5.5 Configuration Example
rate_limits:
default:
bucket_capacity: 100
refill_rate: 10 # 10 requests/sec sustained, 100 burst
tiers:
free:
bucket_capacity: 20
refill_rate: 2
pro:
bucket_capacity: 200
refill_rate: 50
enterprise:
bucket_capacity: 1000
refill_rate: 200
endpoint_overrides:
"/api/v1/login":
bucket_capacity: 5 # Strict — prevent brute force
refill_rate: 0.1 # 1 attempt per 10 seconds sustained
"/api/v1/search":
bucket_capacity: 30
refill_rate: 56. Storage Choice (v1)
| Option | Latency | Persistence | Fit for v1? |
|---|---|---|---|
| In-process HashMap | ~nanoseconds | None (lost on restart) | Yes — simplest |
| Redis | ~0.5ms | Optional | Overkill for single node |
| Memcached | ~0.5ms | None | Overkill for single node |
v1 decision: In-process HashMap (or ConcurrentHashMap in Java / sync.Map in Go).
Eviction: Use a TTL equal to bucket_capacity / refill_rate (time to fully refill).
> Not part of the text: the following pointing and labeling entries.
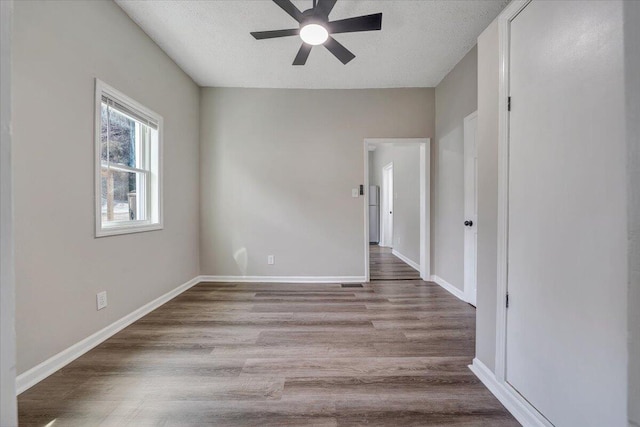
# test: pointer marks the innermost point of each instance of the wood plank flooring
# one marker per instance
(388, 354)
(383, 265)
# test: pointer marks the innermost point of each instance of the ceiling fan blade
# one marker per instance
(339, 51)
(325, 6)
(359, 23)
(260, 35)
(303, 54)
(290, 8)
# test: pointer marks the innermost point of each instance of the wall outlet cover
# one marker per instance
(101, 300)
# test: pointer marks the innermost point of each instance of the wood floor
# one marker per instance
(388, 354)
(383, 265)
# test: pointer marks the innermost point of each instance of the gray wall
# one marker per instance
(277, 168)
(456, 98)
(632, 73)
(406, 188)
(60, 266)
(8, 408)
(487, 140)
Clients who stop sending requests get cleaned up automatically. Alternatively, run a periodic cleanup goroutine/thread every 60 seconds.
7. Failure Mode: Fail-Open vs Fail-Closed
This is a critical design decision even for v1.
| Strategy | Behavior when limiter fails | Risk |
|---|---|---|
| Fail-open | Allow all requests through | System can be overwhelmed |
| Fail-closed | Reject all requests | Legitimate users blocked |
v1 decision: Fail-open with alerting. Rationale: The rate limiter protects, but it should never become the reason the service is down. Log aggressively when the limiter is unavailable so ops can react.
8. What This Design Handles
- Per-client rate limiting (by API key or IP)
- Configurable limits per tier and endpoint
- Controlled bursts via token bucket
- Clear rejection response with retry guidance
- Low latency (in-memory, no network hop)
- Bounded memory with TTL-based eviction
9. What This Design Does NOT Handle (Yet)
These are intentionally deferred to keep v1 simple. Each becomes a future iteration.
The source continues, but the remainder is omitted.